The Club 100 Model "T"s...
Knowing that the photographer was going to show up that afternoon, I staged a shot with some Model "T"s and stuff, stacked about TOON-T, not knowing what they really wanted. He shots some rolls of the lay up, then shot some more rolls in the lab. While he was shooting slides for the magazine, he took a roll of print film for me. Here are three shots from that roll.
Front shot of me in TOON-T with piles of Model 100s, an NEC-PC8201a by the back wheel, and some Model 200s. There's also a stack of tpdds and tpdd2s, a portable printer in the shot, a CCR-81 tape recorder, some issues of Portable 100 Magazine and some of the brown-binder Model 100 programs on tape once sold by Tandy.
Here's a side shot of the same stuff. TOON-T is a 1923 Ford Model "T" body on an aftermarket frame. It's powered by a 1950 Ford flathead V8 and C4, 3-speed auto trans.
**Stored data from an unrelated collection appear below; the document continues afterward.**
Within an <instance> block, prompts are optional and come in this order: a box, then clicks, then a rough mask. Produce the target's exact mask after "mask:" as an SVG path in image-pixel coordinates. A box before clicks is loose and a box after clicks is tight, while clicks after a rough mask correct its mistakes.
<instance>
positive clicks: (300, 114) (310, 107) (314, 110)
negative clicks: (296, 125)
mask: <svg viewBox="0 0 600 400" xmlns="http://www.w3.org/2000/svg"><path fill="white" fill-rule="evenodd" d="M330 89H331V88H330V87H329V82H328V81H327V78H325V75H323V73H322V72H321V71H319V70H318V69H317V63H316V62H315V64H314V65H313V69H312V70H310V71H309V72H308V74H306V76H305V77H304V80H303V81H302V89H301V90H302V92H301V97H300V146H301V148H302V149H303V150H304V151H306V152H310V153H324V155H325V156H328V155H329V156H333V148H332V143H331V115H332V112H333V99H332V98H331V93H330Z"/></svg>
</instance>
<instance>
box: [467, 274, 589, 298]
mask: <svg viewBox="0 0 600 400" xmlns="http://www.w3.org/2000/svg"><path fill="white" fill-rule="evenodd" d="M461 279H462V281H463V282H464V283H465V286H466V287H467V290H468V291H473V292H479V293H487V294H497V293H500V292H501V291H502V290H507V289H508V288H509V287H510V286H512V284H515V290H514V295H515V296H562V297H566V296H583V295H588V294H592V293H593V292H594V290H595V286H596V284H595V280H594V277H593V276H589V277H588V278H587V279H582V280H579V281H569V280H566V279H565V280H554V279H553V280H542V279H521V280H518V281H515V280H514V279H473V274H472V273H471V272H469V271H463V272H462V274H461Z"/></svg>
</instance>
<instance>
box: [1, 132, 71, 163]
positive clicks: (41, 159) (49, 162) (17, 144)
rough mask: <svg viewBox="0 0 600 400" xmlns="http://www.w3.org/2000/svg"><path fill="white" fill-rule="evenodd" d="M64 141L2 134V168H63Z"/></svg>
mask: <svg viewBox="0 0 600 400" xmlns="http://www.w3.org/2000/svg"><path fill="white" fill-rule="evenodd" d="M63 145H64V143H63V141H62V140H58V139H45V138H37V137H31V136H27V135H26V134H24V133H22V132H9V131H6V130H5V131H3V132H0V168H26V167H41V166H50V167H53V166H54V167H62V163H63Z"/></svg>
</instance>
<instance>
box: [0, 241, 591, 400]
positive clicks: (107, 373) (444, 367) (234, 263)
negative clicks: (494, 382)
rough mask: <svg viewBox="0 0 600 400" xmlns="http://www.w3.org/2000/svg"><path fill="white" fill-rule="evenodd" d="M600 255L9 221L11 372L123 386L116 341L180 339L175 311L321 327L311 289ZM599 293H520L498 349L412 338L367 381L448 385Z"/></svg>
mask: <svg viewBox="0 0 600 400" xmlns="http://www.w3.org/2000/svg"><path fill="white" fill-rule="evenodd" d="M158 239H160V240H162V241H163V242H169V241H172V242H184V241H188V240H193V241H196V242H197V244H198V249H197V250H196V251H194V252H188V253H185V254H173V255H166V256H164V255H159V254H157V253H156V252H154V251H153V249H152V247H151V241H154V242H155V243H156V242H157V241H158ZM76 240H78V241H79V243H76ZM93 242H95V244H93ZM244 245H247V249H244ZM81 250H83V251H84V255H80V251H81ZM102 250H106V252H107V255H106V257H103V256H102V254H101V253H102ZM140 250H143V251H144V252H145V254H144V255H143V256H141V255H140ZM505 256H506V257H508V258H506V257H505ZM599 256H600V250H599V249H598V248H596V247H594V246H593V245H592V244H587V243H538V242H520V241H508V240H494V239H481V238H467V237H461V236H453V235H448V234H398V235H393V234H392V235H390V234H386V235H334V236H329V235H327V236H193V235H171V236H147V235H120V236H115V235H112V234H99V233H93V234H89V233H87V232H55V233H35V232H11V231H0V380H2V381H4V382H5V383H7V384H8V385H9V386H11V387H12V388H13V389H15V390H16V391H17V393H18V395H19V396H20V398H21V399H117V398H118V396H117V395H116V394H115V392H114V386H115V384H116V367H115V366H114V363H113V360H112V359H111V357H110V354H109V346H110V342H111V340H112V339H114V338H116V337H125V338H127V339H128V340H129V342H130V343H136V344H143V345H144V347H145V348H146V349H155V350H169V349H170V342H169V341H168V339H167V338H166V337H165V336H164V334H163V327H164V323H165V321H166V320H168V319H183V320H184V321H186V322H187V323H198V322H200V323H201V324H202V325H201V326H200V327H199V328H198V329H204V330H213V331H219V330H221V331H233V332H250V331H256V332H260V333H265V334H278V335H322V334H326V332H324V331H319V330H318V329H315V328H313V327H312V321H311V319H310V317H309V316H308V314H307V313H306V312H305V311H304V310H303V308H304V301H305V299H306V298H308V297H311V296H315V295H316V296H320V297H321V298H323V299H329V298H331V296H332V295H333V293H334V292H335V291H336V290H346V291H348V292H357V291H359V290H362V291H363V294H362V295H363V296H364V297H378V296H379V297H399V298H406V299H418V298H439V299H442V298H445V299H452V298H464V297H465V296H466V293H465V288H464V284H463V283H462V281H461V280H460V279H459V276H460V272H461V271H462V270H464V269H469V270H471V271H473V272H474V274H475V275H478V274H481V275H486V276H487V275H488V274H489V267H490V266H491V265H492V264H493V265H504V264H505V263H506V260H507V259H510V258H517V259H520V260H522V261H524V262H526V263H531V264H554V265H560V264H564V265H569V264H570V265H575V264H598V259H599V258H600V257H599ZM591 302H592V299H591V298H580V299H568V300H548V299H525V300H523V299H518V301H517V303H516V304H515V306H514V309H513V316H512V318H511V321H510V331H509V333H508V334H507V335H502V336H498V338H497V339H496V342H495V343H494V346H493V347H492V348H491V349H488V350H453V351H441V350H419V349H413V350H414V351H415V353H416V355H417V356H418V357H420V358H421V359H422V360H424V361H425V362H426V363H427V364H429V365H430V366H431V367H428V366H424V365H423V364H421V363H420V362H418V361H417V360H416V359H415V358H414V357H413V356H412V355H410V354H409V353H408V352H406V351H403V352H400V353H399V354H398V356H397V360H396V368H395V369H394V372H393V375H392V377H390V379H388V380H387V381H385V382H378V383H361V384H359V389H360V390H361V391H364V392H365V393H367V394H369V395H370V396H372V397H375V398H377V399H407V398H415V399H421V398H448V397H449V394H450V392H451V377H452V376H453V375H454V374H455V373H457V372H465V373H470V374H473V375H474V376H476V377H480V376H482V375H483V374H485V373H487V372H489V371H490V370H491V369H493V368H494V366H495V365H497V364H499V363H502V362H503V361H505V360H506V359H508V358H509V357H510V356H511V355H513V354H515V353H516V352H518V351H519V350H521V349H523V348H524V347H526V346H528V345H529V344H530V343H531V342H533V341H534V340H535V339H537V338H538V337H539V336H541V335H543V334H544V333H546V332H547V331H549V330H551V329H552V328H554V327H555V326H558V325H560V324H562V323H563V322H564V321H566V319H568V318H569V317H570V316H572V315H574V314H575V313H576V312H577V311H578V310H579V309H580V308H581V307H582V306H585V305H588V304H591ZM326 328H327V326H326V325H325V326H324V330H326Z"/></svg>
The reason for the car and the computers together has to do with the fact that the Model 100 series computers are now called Model "T" computers. And, like the Model " T" automobile, they are still going strong after all these years.
This is the back of TOON-T. TOON, as I refer to it, is a hot rod pick-up with a bobbed bed. It got its name from the Disney movie, "Who Framed Roger Rabbit," on which it was based. TOON-T is a "theme" car, reminiscent of the types of cars built in the '60s and displayed at roadster shows to draw a crowd. But unlike a show car, TOON is a driver with almost 16,000 miles since 1993. TOON is a nice cruiser both on and off the freeway. On the freeway, it scoots along comfortably at 60 mph, but can go faster -- I don't, though. I just like to cruise -- especially on the back roads and hills around the San Francisco Bay Area.